In our examples, it was clear in its responses that Gemini knew it needed to call a tool, it even mentioned the tool name it wanted to call, it just never did.

Nonetheless, I tried what I could:

  • Adding more descriptions to each tool definition
  • Adding conversation examples with tool calls
  • Emphasizing that the AI should call the tools after mentioning them
  • Reducing the model temperature

This didn’t help. And examples confused it even more, Gemini actually started writing tool calls within the user response using the same example format I gave. (I didn’t get a chance to screenshot this)

At this point, I was convinced it was a code error. So we go to Fix #2.

Is it a code error?

I read up on Gemini docs and actioned the following:

  • Switch to Google’s newest genai SDK (watch for a separate blog article coming on confusion with all the different SDKs for Gemini)
  • Use Google’s more reliable AFC (Automatic Function Calling)
  • Switch to Google’s Enterprise API, Vertex AI

If it was a logic error that we didn’t call the tool, then these would surely solve it.

Gemini chat agent

These changes did not solve it.

At this point, it felt like our bet on Gemini was a failed one.

Just to confirm sanity however, I switched back to the OpenAI SDK and used Claude to run the agent just to confirm sanity.

Everything worked well. We switched back to Gemini on the OpenAI SDK, same issue.
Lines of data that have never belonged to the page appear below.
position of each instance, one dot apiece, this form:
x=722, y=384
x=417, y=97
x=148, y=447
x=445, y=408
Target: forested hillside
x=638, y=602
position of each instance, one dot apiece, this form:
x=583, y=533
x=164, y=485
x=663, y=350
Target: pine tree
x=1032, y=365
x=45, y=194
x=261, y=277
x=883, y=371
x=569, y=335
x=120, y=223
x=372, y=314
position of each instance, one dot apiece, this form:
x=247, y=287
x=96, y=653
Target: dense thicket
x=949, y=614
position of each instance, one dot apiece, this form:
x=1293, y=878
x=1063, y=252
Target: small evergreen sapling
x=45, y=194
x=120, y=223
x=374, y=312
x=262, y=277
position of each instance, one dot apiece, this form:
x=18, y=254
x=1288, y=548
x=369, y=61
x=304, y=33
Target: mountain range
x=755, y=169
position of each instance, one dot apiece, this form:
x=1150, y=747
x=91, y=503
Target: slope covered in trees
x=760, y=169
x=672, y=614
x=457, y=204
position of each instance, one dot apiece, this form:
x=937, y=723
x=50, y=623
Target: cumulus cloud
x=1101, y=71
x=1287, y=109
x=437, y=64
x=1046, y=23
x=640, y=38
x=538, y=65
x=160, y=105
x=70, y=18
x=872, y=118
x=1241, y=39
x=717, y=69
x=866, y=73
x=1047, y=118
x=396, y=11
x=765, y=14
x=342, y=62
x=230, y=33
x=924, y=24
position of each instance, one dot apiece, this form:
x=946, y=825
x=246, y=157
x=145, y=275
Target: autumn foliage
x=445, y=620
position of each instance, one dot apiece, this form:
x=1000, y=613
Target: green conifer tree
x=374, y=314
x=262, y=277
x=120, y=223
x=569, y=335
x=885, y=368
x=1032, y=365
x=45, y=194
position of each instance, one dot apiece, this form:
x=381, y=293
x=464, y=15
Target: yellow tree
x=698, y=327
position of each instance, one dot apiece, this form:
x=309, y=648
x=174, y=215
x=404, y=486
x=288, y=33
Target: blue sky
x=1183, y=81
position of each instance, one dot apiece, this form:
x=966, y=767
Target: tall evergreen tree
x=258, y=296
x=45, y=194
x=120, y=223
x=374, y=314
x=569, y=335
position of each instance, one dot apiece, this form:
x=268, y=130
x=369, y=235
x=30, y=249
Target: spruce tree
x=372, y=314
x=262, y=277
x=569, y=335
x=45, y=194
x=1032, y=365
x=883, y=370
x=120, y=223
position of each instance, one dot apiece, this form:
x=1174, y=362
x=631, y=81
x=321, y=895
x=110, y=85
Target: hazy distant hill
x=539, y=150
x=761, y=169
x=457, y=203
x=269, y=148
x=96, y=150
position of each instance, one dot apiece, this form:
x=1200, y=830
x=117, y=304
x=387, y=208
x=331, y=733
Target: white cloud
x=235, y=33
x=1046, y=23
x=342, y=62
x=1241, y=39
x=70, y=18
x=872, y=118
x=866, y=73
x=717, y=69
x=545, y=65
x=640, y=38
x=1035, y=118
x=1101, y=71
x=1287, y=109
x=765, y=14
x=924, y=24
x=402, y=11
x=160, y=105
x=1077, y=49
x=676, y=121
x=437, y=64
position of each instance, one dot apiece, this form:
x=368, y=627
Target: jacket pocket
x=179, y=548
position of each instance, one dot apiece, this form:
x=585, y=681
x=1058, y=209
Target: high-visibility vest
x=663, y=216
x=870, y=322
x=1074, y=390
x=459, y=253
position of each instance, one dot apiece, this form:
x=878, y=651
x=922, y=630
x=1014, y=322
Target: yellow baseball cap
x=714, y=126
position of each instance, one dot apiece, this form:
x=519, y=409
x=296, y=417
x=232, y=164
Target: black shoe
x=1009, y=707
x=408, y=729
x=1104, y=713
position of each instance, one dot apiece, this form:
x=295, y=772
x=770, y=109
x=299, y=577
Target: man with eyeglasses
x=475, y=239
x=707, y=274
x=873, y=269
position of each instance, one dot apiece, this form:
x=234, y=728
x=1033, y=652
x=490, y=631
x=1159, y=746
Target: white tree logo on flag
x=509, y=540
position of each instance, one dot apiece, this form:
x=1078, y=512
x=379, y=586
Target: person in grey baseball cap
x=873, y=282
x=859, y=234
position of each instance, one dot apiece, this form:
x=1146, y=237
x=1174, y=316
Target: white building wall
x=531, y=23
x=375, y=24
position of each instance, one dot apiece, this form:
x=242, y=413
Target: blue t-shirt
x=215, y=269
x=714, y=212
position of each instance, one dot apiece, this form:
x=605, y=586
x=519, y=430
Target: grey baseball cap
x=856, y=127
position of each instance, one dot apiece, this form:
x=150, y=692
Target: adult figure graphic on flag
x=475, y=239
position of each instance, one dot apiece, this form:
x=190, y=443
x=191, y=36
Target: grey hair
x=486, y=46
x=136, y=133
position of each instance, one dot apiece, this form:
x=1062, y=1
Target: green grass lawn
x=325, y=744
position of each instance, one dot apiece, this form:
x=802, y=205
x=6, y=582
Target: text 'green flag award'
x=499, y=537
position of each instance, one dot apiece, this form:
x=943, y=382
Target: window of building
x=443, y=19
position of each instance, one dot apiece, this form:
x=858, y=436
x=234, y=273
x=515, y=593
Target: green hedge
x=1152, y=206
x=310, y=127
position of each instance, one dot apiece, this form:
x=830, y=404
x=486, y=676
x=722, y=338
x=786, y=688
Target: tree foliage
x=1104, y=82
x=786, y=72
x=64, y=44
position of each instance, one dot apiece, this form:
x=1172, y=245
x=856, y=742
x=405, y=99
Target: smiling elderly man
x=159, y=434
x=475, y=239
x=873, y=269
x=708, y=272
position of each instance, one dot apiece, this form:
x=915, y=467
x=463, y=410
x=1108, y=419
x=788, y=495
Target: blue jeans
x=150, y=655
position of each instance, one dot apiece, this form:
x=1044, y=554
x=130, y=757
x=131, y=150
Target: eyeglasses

Researching our symptoms online, I found a few other developers talking about these issues on various forms, but the community overall was not sounding any major alarms like I’d expect.

Google AI post Developers on Google forums with similiar issue

Cursor forum Developers on the Cursor forums with similiar issues

n8n forum Developers on the n8n forums with similiar issues

Even more puzzling despite all these reported issues, is that Gemini still ranks 18 for Tool Calling across all models on the Berkeley benchmark.

Gemini tool calling benchmark

so what’s the deal with Gemini?

Building with LLMs can be frustrating. As a developer, you’re already in a battle to control unusually chaotic systems. With Gemini, this entropy feels much more extreme.

Our production testing revealed a clear pattern:

  • Document processing: Strong performance with superior multimodal capabilities
  • Tool calling: Persistent failure across SDK variations, regardless of implementation approach
  • Inconsistency: Performance varies significantly day-to-day, with entire classes of queries degrading simultaneously

For now, we’ve switched off Gemini for all tool-calling use cases and life is good again.

It feels like there’s something painfully obvious Google is missing with these models.

We still use Gemini for document processing where it performs well and we’ll continue monitoring how 2.5 Pro performs but we’re not holding our breath.

What has your experience been with Gemini in production? Have you found solutions to these tool-calling issues that we missed? I added comments to this article to discuss.